Andrew BrennanEMEA product manager Andrew Brennan delivered the ‘deep dive’ into Viewpoint for Projects (VfP). He said usage of the SaaS platform continued to grow, with over 200,000 active users on some 77,000 projects – around 7,000 users login over 100 times a month, he said. Enhancements added in the past 12 months included multi-file upload, an improved VfP desktop application, improved BS1192 file-naming convention support, improvements to email notifications, and the option of multi-factor user authentication (using Google Authenticator on users’ mobile phones). Brennan also demonstrated an updated viewer – VfP now offers the latest HTML5 viewer from Brava (no need to download a separate ActiveX control) with new mark-up capabilities.

Viewpoint for Projects is being transferred to new Amazon Web Services hosting (its main UK hosting was with Rackspace – 2015 post). Brennan said this has proved to be a major undertaking, partly because of the sheer volume of data currently held – over 150TB – and had prompted some re-engineering of Viewpoint’s solution to improve separation between the application and the underlying SQL database of documents and drawings. These are already hosted on AWS, with the application set to be transferred soon, he said (earlier, Larsen said these VfP database optimisations had also improved page serving times). The transition will also enable faster implementation of new VfP features including support for new ISO 19650-compliant BIM processes, and integrations with the ViewpointOne / Trimble ecosystem, heralding a convergence of the Viewpoint solutions into a suite managed on a common software architecture.

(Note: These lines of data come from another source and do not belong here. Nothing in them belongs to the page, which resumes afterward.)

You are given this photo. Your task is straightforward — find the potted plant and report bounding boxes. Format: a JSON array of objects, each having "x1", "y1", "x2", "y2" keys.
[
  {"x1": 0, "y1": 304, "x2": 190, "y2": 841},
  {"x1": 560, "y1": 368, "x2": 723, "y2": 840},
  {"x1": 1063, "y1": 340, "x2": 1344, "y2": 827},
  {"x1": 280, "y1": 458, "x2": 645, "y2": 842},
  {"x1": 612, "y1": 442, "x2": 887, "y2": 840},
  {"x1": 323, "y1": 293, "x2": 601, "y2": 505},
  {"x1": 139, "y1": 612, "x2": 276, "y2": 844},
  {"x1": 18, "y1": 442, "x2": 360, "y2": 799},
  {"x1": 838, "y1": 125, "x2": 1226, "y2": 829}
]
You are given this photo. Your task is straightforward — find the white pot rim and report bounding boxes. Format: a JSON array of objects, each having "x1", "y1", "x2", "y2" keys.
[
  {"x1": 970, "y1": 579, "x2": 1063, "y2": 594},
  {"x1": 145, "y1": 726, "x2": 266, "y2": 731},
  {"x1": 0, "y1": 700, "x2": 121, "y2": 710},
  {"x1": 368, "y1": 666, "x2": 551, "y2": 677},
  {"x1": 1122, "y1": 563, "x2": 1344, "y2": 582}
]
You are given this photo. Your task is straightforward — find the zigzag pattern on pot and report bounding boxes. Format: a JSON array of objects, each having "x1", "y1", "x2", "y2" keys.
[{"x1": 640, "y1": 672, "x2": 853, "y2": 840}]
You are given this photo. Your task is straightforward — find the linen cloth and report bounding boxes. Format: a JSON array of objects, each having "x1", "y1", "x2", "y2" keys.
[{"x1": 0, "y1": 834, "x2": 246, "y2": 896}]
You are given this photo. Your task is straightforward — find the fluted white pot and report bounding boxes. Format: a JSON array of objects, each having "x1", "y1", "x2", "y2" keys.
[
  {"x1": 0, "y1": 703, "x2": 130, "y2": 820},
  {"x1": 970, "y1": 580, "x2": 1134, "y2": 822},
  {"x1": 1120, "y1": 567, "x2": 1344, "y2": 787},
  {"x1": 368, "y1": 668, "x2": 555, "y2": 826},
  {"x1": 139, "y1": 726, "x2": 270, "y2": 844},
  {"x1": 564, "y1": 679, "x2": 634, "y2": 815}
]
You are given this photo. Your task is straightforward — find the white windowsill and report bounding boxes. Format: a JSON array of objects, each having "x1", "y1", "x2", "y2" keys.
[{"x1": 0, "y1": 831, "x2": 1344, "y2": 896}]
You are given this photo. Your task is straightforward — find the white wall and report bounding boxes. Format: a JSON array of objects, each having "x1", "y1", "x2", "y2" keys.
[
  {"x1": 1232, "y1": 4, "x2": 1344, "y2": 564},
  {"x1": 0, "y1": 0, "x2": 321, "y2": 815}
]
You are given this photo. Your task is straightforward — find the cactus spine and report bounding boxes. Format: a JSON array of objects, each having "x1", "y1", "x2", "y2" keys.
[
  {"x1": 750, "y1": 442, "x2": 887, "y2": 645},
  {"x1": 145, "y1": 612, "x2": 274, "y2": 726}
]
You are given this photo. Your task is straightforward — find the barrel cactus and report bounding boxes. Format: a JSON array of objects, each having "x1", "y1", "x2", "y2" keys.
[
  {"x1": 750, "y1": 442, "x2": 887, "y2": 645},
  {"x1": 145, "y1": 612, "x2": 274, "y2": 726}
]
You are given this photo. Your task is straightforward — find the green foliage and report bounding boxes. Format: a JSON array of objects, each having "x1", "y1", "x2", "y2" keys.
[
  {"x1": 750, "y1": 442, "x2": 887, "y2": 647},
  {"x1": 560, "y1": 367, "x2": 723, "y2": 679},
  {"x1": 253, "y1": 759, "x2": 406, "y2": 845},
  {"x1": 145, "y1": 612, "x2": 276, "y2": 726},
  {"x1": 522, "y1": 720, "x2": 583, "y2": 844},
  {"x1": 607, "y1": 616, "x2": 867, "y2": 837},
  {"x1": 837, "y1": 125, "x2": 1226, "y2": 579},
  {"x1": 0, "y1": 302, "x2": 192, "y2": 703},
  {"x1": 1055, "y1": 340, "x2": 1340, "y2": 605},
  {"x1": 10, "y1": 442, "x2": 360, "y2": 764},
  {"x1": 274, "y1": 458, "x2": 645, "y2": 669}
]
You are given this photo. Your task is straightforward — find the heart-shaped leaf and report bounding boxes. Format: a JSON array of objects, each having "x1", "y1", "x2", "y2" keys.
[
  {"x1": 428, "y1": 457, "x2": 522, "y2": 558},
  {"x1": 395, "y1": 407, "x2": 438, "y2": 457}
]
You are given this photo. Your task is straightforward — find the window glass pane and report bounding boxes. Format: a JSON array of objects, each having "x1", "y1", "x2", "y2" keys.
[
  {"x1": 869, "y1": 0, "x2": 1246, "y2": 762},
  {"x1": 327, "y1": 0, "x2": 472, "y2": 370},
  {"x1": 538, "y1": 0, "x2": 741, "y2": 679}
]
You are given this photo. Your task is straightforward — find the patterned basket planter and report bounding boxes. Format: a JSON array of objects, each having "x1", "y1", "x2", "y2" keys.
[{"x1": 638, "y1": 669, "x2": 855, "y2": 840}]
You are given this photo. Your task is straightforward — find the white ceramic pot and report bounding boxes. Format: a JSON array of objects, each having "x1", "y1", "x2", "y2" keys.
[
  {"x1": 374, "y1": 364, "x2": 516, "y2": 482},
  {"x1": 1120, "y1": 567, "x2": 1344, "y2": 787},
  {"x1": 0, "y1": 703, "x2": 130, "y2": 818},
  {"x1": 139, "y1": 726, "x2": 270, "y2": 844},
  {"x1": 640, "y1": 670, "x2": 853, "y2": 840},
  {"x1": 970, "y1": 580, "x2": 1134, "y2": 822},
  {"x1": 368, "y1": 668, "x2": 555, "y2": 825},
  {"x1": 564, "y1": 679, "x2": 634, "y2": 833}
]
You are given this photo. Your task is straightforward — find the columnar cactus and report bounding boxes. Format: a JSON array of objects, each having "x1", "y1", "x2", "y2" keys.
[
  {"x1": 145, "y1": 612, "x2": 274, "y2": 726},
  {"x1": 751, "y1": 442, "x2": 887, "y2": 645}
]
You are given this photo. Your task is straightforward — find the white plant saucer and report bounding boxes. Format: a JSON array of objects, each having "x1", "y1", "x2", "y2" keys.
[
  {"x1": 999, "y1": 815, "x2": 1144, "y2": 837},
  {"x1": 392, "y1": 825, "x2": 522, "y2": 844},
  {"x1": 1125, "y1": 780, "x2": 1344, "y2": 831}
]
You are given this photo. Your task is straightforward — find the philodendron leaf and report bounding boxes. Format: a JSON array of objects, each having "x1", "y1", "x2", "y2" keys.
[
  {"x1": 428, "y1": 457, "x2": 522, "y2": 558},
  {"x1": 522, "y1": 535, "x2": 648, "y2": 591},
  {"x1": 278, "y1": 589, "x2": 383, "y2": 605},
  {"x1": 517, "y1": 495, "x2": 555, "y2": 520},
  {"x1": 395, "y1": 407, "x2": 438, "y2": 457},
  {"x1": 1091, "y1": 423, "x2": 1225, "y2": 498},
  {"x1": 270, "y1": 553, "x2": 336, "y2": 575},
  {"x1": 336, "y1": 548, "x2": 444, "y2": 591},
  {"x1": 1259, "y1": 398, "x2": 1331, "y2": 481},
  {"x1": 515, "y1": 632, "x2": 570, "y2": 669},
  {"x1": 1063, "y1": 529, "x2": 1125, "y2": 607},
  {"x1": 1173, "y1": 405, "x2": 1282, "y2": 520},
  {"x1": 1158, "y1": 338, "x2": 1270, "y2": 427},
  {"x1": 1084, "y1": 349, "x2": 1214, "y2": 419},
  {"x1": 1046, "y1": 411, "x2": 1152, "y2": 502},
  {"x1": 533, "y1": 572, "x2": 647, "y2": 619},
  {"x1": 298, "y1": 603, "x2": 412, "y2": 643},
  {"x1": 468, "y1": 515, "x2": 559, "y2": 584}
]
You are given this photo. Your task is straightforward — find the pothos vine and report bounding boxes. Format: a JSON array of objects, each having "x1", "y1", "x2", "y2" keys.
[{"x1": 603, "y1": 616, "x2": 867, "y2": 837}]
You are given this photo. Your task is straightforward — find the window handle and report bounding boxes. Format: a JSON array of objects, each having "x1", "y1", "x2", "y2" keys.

The Extranet Evolution view

Viewpoint has been relatively quiet since its 2018 acquisition by Trimble, but this was perhaps to be expected as both sides explored their direct relationship and the potential of Viewpoint relationships with other Trimble businesses. There was a strong Trimble representation at the event (Tekla’s Duncan Reed spoke in a session on the second day), Trimble integration was a repeated theme, as was the reassurance to Viewpoint UK customers and end-users that, as a construction-focused business, Trimble was going to offer a better long-term future than its previous backer (venture capital investor Bain). Inevitably, perhaps, there have been some changes of personnel following the ownership change, so this summit event was a vital step in building relationships between existing customers, Attwell and the new Viewpoint UK/EMEA leadership team, and the wider Trimble group.

ViewpointOneTrimble also appears to be backing a long-term evolution of the Viewpoint platforms – allaying some user fears that it might be replaced by other collaboration solutions in Trimble’s portfolio. EMEA VfP and Field View customers and users will also have been reassured that they were not about to forcibly migrated to Viewpoint Team. The ViewpointOne technology strategy, it seems, will provide a platform to gradually improve common areas of all three solutions, with Trimble and other technology partners (including Microsoft and Amazon) providing more extensive development resource.

[Disclosure: I attended the Viewpoint conference at the company’s invitation and chaired a discussion forum at the conference, receiving a fee.]